ASIA NEWS NETWORK
WE KNOW ASIA BETTER
Publication Date : 04-01-2013
Last month’s presidential election highlighted a growing generational divide as well as deep-rooted ideological and regional rivalries in the country. President-elect Park Geun-hye, a conservative, garnered support from more than two-thirds of voters aged 50 or older. But she saw her liberal rival, Moon Jae-in, secure about the same proportion of ballots cast by voters in their 20s and 30s, according to estimates based on exit polls.
The election outcome has deepened the sense of frustration among young people, some of whom recently launched an online petition campaign calling for reducing or repealing welfare benefits for elderly citizens.
Park tried to win the hearts of young people by putting forward measures to cut college costs and create more jobs for them. But her efforts failed to convince young voters, many of whom turned to the liberal candidate as a better option for easing or settling their difficulties.
Recent figures from the state statistics agency showed younger people having decreasing job opportunities and slowing income growth. The number of jobs taken by 20-somethings shrank by 5.1 per cent from a year earlier to 2.59 million in 2012, while the figure for 50-somethings increased by 11.3 per cent to 2.63 million. The average income of households headed by those in their 40s and 50s grew at a faster pace than families led by people in their 20s and 30s for five consecutive quarters since the July-September period last year.
The data may partly vindicate the grievances held by young people that they are being deprived of their due opportunities to live decent lives as full members of society.
It is undesirable for younger people to become hostile and throw invectives against their elders. But it is more undesirable to leave them in frustration and despair. Our society as a whole should give more serious consideration to pulling the younger generations, who will take charge of its future, out of their funk and enabling them to move forward.
With ideological conflicts gradually diminished amid increasing efforts by political parties to expand their support bases into the center ground, a generational rift is feared to widen, especially over the issues of employment and welfare benefits. Korea, which needs national reconciliation to move beyond the old paradigm of industrialisation and democratization, cannot afford to let generational struggles hamper its efforts to create a prosperous future.
In the immediate term, measures should be worked out to create more jobs ― especially good, well-paid work ― for young people in a way that will minimise conflicts of interest with elderly employees.
The incoming government and political parties should also avoid being tempted to put overemphasis on benefits for older people, whose growing number is expected to translate into a greater voice in future elections.
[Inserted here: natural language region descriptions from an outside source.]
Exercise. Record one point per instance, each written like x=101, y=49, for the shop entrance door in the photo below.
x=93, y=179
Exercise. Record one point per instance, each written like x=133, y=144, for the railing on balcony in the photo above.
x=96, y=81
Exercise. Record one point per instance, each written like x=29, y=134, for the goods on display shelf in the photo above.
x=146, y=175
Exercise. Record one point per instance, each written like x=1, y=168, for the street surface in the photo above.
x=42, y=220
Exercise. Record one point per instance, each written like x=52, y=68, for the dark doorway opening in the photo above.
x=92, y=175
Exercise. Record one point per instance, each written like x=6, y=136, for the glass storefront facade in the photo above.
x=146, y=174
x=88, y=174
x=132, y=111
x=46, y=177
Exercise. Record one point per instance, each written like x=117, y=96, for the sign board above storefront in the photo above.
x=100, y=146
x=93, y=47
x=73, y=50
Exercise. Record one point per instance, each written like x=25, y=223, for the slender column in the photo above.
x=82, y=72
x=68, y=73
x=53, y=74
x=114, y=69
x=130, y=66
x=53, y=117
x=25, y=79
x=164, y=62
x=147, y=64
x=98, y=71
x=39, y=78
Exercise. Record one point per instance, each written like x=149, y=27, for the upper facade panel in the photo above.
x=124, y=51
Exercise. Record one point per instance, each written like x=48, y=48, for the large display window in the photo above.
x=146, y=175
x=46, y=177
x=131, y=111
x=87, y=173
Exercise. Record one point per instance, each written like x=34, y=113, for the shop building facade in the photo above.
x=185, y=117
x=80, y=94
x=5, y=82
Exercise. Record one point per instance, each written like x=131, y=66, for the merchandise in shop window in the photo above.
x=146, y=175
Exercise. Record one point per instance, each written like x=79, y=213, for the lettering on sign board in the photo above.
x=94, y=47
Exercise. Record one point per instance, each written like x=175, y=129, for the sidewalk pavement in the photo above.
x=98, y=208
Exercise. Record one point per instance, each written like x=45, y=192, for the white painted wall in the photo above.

It must be reminded that, in an era of intensifying global competition, the nation’s continuous development and advancement will eventually depend on whether and how to invigorate younger generations and activate their creative power.
Young people, for themselves, need to be more determined to get through difficulties on their own and try to understand that the choice of elderly voters might have been motivated by their concerns over the country’s course, not necessarily by their generational interests.